Autoregressive: GPT-4,[OpenAI et al. (2023)] LLaMA,[Grattafiori et al. (2024)] Galactica[Taylor et al. (2022)]

Diffusion-based: Gemini Diffusion,[Google DeepMind (n.d.)] Inception Mercury[Labs et al. (2025)]

Other: Mamba-based[Gu and Dao (2023)] models

Domain-Specific Foundation Models Trained on curated, domain-specific datasets (e.g., protein structures, crystal structures). Achieve state-of-the-art performance in narrow task sets, but are typically not multimodal or generalizable to unrelated chemistry problems. AlphaFold,[Jumper et al. (2021)] ESM,[Lin et al. (2023)] MACE-MP-0[Batatia et al. (2023)], MatterSim[H. Yang et al. (2024)], MolecularTransformer[Schwaller et al. (2019)]
Specialized Chemistry Pipelines Domain-specific models combined with rule-based or rely on hand-crafted transferability beyond the Graph-based reaction outcome predictors, quantitative structure-property relationships (QSPR) models using | Morgan fingerprints, Gaussian process regression (GPR) on nuclear magnetic resonance (NMR) shifts |

Table 1.1 gives examples of how this definition can be applied.
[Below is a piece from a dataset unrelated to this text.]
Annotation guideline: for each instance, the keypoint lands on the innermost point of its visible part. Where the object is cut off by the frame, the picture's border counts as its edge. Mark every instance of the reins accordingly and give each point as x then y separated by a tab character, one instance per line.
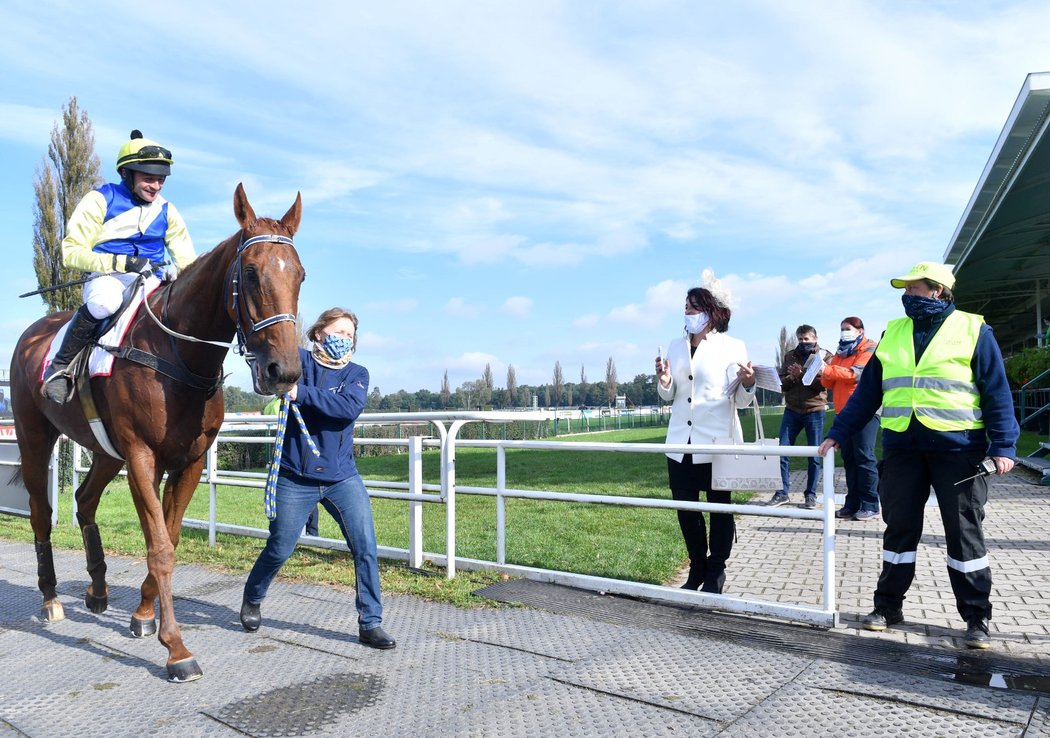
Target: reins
231	291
By decoupling the notion of “general-purpose” from any specific architecture or modality, we aim to foster creative exploration of models that are better aligned with the data characteristics and scientific goals of chemistry. We hope to contribute to this by addressing chemists and computer scientists, by providing technical background, a consistent terminology, and explaining key technical terminology in a glossary at the end of the manuscript.